The original: Royal cub Simba is driven from the Pridelands after the murder of his father, the King, before returning as an adult to reclaim the throne and making old childhood friend Nala his queen.

Proposed sequel title: A Lion King in Winter

Plot: We return to the Pridelands to find the monarchy in disarray. Nala and Simba’s first-born has turned into a notorious caner, while critics have questioned the influence wielded by buffoonish meerkat/warthog duo Timon and Pumbaa and dismissed the “circle of life” as an “instrument of the ruling hegemony”. Such trying circumstances have led to a souring of the royal couple’s relationship and they are now engaged in a Machiavellian battle of wills, with Nala planning to depose her husband with the help of the ever-disenfranchised hyenas.
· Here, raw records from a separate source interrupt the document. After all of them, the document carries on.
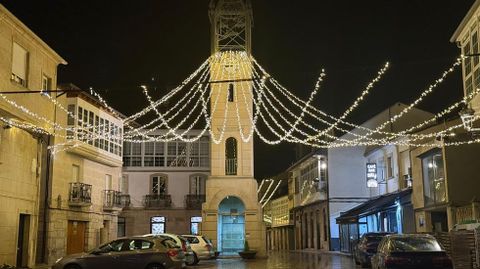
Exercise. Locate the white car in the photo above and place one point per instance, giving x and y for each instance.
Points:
(201, 246)
(183, 243)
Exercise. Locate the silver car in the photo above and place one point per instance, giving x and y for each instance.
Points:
(201, 246)
(127, 253)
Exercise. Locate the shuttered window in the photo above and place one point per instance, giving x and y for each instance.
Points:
(19, 64)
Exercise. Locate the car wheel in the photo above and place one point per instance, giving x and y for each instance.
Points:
(192, 262)
(72, 266)
(154, 266)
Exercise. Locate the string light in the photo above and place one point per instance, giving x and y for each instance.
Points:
(273, 192)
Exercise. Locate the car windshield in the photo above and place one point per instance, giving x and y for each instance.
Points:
(169, 243)
(112, 246)
(415, 244)
(192, 240)
(207, 240)
(374, 239)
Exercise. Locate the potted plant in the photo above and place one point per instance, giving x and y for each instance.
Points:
(247, 253)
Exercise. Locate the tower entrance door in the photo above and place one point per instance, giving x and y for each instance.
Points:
(231, 226)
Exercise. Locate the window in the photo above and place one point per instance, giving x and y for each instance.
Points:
(75, 173)
(389, 167)
(231, 156)
(194, 227)
(231, 92)
(46, 84)
(381, 170)
(197, 184)
(157, 225)
(121, 227)
(434, 178)
(108, 182)
(159, 185)
(124, 184)
(19, 65)
(138, 244)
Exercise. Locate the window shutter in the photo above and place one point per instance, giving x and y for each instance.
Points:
(19, 61)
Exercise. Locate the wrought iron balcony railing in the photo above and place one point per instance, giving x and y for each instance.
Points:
(194, 201)
(125, 200)
(231, 167)
(111, 200)
(158, 201)
(80, 194)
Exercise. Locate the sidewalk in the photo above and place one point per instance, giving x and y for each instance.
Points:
(319, 251)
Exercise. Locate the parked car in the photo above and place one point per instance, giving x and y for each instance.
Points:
(127, 253)
(367, 247)
(181, 242)
(410, 251)
(202, 247)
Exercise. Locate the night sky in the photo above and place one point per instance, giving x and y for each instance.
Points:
(115, 46)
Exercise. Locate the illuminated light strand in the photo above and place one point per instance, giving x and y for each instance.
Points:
(273, 192)
(221, 60)
(201, 81)
(306, 124)
(356, 102)
(29, 112)
(165, 122)
(259, 101)
(292, 97)
(424, 94)
(185, 131)
(159, 138)
(285, 91)
(170, 94)
(443, 113)
(260, 188)
(266, 192)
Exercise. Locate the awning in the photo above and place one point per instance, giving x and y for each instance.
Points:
(375, 205)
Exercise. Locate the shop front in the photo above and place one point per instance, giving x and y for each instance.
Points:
(392, 212)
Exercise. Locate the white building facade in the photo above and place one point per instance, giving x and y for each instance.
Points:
(166, 183)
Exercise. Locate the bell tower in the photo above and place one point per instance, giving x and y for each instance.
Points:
(231, 213)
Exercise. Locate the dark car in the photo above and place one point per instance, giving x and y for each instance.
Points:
(367, 247)
(410, 251)
(127, 253)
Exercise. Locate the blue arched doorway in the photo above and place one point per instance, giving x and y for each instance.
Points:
(231, 225)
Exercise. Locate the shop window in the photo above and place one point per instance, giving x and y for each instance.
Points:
(157, 225)
(434, 178)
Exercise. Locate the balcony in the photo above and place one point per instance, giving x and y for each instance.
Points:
(231, 167)
(158, 201)
(80, 194)
(112, 201)
(125, 200)
(194, 201)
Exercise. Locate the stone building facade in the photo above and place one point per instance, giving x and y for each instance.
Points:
(445, 182)
(84, 186)
(27, 64)
(231, 214)
(166, 182)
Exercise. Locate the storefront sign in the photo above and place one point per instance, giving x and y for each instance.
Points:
(372, 175)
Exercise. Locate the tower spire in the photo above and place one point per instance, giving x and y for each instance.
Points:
(231, 23)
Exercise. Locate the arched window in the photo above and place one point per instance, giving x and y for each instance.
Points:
(197, 184)
(157, 225)
(159, 184)
(230, 92)
(231, 156)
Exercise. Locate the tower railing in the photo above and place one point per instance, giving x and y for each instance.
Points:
(231, 167)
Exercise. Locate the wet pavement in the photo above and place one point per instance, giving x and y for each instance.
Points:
(282, 260)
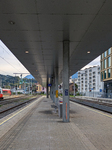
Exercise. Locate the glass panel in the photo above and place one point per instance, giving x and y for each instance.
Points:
(105, 74)
(105, 53)
(109, 62)
(105, 63)
(109, 73)
(109, 51)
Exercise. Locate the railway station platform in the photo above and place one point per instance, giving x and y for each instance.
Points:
(38, 127)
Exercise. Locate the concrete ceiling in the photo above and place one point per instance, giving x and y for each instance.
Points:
(41, 26)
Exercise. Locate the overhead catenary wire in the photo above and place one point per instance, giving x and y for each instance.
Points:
(10, 63)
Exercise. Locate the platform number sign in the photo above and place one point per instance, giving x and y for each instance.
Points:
(66, 92)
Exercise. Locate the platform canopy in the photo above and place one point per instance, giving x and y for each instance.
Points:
(34, 30)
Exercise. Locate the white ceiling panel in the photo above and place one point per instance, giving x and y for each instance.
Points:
(41, 26)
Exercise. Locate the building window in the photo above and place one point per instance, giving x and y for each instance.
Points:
(109, 73)
(105, 63)
(101, 65)
(109, 62)
(105, 74)
(102, 76)
(105, 53)
(109, 51)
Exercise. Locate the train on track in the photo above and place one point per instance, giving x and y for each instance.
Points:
(4, 92)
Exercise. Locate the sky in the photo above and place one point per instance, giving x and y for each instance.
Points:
(9, 64)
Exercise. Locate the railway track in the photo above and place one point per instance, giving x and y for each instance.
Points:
(9, 109)
(11, 100)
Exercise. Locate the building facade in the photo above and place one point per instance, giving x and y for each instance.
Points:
(89, 80)
(106, 70)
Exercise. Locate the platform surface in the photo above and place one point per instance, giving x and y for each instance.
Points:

Things come to a head with a marital showdown at Pride Rock inspired by Michael Douglas/Kathleen Turner classic The War of the Roses while songs, written by Thom Yorke and Peter Morgan, include “Can You Feel the Lovelessness Tonight” and “A-Coup-now Matata”.

Reality Bites

The original: Aspiring filmmaker Lelaina (Winona Ryder) has an angsty “will they/won’t they” relationship with tortured musician Troy (Ethan, again) while making an earnest documentary about her friends’ Generation X malaise

Proposed sequel title: Reality TV Rules Ok

Plot: An uninspiring tale of compromising your dreams: Lelaina is now a producer of low-grade reality TV featuring feckless Generation Y’ers who she repeatedly decries as “being bigger slackers than we ever were.” Meanwhile Troy, now a multi-platinum selling recording artist, has ditched his countercultural aspirations and realised penning Coldplay-style power ballads is the new rock n roll. Troy has a Network-cum-Carrie-style meltdown during a performance on X-Factor USA in which he sprays Simon Cowell with pig’s blood while declaring himself “mad as hell” at talent show culture. This leaves Lelaina quivering with rage and embarrassment until a third act reconciliation which sees him admit the error of his ways and buy them an original Arco floor lamp. They waltz off into the sunset, the prospect of a mini-break in Dubai stretching ahead of them. The End.